Despite the fact Seaton is a pro whose name, image and likeness compensation is estimated to be well over $1 million this season and there’s barely been a peep from newly anointed starting quarterback Julian Lewis since August, Sanders extended the gag order on the young men who represent the Buffs through preparations for this weekend’s game at West Virginia.

Counter to a pledge of transparency in how he intends to fix what ails his team, he refused to reveal whether he had taken away play-calling duty from embattled offensive coordinator Pat Shurmur or significantly changed responsibilities for any member of a CU staff Sanders appears to have hired as buddies first and coaches second.

“I might have already made changes and you don’t know,” said Sanders, playing coy. “I don’t do stuff and blow the whistle and make major announcements. … Some things take place that you might not be privy to.”

Desperate to get back on the college football map, CU surrendered authority to Coach Prime and put him above everything for which a proud university stands.

That worked when quarterback Shedeur Sanders and two-way star Travis Hunter were emcees of a three-ring circus. But now that they’re gone to the NFL, there’s more calliope music than substance under the big top in Boulder.

Coach Prime insists that health challenges haven’t dampened his desire or ability to make the Buffs a show that lives up to the hype.

“My heart is in this,” he said.

I don’t doubt that Sanders’ heart is in the right place, but does he have a proven system in place for sustainable success?

The pride and passion of Colorado football has been entrusted to way too many transient football players in Boulder obsessed with individual goals and cashing paychecks while passing through town.

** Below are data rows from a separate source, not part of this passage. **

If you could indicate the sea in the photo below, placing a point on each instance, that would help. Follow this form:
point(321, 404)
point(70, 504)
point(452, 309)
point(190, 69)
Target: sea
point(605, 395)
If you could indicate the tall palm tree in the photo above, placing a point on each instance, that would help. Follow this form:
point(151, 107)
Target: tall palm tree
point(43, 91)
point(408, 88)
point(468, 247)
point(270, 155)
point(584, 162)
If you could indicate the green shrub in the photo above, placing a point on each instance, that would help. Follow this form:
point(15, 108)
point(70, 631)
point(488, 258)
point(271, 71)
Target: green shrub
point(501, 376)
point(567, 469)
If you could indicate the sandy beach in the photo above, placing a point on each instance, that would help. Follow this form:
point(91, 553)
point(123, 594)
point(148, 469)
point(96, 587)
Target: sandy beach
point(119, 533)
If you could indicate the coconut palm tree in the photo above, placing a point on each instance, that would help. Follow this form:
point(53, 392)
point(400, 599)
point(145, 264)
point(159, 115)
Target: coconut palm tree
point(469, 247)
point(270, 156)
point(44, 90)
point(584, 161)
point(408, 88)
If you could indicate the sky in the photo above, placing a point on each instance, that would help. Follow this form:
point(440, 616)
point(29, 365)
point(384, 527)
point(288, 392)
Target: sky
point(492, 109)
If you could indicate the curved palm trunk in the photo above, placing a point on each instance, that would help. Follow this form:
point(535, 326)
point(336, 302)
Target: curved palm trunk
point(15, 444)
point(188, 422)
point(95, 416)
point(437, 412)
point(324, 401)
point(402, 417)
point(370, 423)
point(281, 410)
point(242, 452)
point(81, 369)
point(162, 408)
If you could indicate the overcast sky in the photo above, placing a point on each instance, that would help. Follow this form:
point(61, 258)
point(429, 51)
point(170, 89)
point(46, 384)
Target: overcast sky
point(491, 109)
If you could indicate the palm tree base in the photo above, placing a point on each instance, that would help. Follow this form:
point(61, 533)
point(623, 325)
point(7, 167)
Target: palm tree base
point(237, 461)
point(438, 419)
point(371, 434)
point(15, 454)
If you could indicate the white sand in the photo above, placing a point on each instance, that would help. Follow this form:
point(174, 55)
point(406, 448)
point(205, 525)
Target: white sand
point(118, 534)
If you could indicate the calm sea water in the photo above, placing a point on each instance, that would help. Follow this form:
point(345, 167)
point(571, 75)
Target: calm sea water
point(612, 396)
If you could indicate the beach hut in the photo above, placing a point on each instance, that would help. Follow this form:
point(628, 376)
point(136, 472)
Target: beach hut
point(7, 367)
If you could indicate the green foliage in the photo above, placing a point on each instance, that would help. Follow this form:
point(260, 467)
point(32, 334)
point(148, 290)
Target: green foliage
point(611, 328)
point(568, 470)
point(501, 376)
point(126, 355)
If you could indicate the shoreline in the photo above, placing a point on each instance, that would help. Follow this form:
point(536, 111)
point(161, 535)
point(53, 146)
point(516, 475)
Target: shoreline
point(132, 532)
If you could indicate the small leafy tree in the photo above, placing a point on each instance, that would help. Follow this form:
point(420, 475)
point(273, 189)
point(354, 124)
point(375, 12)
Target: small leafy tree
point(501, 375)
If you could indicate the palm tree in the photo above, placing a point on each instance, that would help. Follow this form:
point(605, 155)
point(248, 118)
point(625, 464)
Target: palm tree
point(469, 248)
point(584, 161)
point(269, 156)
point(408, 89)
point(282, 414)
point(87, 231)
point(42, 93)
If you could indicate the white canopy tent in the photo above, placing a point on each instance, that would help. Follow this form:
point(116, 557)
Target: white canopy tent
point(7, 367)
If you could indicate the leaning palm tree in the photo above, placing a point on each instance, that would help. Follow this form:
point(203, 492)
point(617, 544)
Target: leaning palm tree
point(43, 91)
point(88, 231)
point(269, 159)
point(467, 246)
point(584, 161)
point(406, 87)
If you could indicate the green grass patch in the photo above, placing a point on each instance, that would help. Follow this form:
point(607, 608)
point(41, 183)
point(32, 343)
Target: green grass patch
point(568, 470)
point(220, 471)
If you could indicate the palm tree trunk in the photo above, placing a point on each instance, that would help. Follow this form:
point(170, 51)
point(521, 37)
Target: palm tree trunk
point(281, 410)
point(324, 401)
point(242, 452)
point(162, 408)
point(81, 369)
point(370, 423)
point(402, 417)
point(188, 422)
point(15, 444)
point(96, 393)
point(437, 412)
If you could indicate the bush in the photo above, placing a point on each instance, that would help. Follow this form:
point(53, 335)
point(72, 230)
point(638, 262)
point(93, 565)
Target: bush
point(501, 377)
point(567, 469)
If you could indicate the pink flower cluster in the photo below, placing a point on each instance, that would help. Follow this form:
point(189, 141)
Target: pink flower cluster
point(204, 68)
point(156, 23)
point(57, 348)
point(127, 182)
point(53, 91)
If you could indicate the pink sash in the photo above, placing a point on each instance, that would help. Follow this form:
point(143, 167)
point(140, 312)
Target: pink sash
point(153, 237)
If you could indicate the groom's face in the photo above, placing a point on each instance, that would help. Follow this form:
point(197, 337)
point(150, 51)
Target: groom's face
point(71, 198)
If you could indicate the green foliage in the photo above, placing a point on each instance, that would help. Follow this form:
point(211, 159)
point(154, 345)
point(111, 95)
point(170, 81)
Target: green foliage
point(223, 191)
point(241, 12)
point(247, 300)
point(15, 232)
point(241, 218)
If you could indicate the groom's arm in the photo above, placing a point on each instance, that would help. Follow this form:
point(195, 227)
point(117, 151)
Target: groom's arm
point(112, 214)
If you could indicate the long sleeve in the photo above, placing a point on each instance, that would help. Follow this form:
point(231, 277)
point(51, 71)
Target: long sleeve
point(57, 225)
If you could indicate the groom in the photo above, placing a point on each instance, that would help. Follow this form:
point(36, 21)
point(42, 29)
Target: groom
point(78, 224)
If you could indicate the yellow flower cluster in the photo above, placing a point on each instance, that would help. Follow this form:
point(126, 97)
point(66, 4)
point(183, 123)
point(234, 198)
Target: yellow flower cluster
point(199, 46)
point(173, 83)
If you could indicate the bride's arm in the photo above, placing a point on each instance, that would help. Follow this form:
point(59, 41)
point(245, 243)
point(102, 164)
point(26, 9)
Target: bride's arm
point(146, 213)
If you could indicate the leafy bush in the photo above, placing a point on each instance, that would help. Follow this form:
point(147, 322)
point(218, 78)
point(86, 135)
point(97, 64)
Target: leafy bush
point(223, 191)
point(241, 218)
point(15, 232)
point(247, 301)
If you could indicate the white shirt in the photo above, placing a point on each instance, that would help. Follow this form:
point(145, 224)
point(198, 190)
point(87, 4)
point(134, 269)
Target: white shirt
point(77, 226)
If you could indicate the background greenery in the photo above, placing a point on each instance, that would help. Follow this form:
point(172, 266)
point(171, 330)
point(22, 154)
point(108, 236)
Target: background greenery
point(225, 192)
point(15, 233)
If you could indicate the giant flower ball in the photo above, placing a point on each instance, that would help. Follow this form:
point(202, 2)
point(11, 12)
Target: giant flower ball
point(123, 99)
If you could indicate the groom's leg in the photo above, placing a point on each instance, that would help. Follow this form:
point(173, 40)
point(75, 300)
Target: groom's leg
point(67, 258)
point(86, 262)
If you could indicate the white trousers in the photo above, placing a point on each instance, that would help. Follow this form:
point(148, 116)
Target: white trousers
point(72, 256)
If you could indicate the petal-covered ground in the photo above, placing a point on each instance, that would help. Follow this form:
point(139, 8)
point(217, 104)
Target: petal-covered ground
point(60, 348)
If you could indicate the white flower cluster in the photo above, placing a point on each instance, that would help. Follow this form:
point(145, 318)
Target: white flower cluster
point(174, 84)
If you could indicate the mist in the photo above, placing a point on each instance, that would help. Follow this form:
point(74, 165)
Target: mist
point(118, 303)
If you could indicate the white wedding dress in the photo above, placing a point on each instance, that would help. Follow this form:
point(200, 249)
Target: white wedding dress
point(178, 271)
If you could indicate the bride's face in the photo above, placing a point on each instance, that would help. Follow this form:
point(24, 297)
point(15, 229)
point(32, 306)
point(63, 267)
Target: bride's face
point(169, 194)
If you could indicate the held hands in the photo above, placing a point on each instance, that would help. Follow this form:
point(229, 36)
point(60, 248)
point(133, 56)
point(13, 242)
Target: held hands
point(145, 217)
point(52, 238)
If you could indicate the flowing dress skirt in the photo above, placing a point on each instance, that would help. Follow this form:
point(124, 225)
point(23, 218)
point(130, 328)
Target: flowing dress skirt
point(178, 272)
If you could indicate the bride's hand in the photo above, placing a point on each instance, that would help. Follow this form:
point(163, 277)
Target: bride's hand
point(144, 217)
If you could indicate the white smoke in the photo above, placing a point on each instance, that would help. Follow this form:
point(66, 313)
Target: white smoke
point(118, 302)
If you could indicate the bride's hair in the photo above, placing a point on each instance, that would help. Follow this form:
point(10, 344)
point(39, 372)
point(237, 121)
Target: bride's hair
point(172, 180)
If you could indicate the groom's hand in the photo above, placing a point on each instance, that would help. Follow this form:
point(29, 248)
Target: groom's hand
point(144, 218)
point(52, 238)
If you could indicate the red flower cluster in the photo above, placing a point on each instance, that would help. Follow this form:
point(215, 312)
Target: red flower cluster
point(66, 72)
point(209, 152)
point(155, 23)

That’s an insult to late, great Buffs legends like coach Bill McCartney and Heisman Trophy winner Rashaan Salaam, who bled silver, black and gold.

When everyone’s playing for the bag instead of the brotherhood, the fervor can drain out of the CU fight song.

That’s how stuff like 105-24 happens.

When the going gets tough against foes, the players hired by Sanders are overmatched.  

Instead of messing ’em up, these Buffs get messed up.